Sarkomerstrukturen in Kardiomyozyten eines Rattenherzens). Aufgenommen von Kentaro Mochizuki, Japan.

Rebecca Chandler

Redakteur

13. August 2026

Ein präzise geordnetes Netzwerk aus grünen und roten Linien offenbart die mikroskopische Architektur hinter jedem Herzschlag. Diese Aufnahme von Sarkomerstrukturen in Herzmuskelzellen von Ratten, die von Dr. Kentaro Mochizuki aus Japan gemacht wurde, wurde zum APAC-Gewinner des sechsten jährlichen Wettbewerbs „Image of the Year“ von Evident.

Mithilfe eines konfokalen Lasermikroskopsund eines 60-fachen Ölimmersionsobjektivs brachte Kentaro die lineare, rhythmische Mikrostruktur des Herzens eindrucksvoll zur Geltung. Als Anerkennung für seinen siegreichen Beitrag erhält Kentaro ein Evident CX23 Mikroskop.
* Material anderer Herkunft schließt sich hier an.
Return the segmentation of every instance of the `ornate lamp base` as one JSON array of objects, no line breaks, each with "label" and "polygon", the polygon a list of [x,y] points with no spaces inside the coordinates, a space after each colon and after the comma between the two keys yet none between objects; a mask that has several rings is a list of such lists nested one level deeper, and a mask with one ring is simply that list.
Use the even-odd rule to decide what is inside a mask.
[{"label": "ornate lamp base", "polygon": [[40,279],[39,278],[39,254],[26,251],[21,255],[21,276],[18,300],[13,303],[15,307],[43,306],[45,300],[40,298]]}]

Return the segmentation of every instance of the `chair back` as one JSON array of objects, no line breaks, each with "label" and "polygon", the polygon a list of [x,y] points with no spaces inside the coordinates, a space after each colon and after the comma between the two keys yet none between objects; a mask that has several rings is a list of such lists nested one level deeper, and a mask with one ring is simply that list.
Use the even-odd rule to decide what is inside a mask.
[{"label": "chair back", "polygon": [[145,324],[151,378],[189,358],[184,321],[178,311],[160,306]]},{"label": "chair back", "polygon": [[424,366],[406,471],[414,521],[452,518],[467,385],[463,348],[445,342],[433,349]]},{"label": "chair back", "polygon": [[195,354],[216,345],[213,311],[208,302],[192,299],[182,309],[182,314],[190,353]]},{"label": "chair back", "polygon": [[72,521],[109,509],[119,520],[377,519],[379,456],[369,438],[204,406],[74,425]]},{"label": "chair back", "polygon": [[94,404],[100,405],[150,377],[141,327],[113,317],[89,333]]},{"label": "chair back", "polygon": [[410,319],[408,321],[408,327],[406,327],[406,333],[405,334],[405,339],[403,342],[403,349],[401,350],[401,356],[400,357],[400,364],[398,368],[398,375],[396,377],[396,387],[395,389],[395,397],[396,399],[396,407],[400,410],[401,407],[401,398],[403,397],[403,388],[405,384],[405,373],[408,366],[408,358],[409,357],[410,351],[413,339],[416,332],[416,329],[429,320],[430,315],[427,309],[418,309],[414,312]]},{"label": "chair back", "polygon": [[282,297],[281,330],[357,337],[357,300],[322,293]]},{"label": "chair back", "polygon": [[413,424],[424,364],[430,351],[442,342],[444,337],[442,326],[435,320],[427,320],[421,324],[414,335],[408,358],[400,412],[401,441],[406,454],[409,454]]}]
Die verborgenen Strukturen im Herzen sichtbar machen

Als Forscher am Department of Pathology der Kyoto Prefectural University of Medicine verbringt Kentaro seine Tage damit, lebende Organismen und Krankheiten zu untersuchen. Mithilfe der Konfokalmikroskopie macht er Strukturen sichtbar, die mit bloßem Auge nicht erkennbar sind – darunter die geordneten Muster im Herzmuskel, die jeden Herzschlag erst ermöglichen.

Evident Image of the Year Award 2025: (APAC-Gewinner.
Sarkomerstrukturen in Kardiomyozyten eines Rattenherzens). Aufgenommen von Kentaro Mochizuki, Japan.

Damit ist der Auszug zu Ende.